New Drugs, Fair Prices addresses the important question of how we might
get the innovative new medicines we need at prices we can afford. Today,
this debate is impassioned but sterile. One side calls for price
controls, discounting their impact on investment in innovation. The
other points to miraculous new therapies, disregarding their
affordability and social inequity. This polarized argument creates more
heat than light, threatening the social contract between the industry
and society on which pharmaceutical innovation depends.

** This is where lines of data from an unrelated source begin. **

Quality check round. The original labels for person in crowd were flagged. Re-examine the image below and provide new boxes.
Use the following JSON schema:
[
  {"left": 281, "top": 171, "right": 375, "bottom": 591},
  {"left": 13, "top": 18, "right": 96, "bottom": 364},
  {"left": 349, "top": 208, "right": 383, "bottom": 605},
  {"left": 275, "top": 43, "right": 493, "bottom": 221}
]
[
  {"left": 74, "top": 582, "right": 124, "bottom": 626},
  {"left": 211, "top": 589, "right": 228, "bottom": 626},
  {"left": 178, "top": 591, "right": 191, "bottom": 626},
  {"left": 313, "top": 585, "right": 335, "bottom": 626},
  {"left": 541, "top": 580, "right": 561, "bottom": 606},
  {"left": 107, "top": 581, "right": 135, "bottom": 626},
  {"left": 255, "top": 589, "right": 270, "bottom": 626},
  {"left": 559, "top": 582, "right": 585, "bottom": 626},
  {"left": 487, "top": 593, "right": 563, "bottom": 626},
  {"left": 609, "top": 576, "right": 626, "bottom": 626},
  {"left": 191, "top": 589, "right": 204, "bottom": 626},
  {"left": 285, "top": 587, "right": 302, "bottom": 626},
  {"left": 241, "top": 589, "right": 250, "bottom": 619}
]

This ground-breaking book takes a wholly new perspective on the issue
and raises the debate to a more informed and productive level. Drawing
on interviews with more than 70 experts across the pharmaceutical
innovation world and combining a diverse literature from scientific,
political, economic and business domains, it describes how a sustainable
and affordable supply of new medicines is possible only by balancing
pharmaceutical innovation's complex, adaptive ecosystem. By considering
how each of the ecosystem's seven habitats work and interact with the
others, it makes a comprehensive set of recommendations for achieving
that ecosystem balance.
The core message of New Drugs, Fair Prices is important to anyone who
ever has needed or will ever need a medicine: we can have a sustainable
supply of new medicines that are both innovative and affordable if we
manage the pharmaceutical innovation ecosystem intelligently.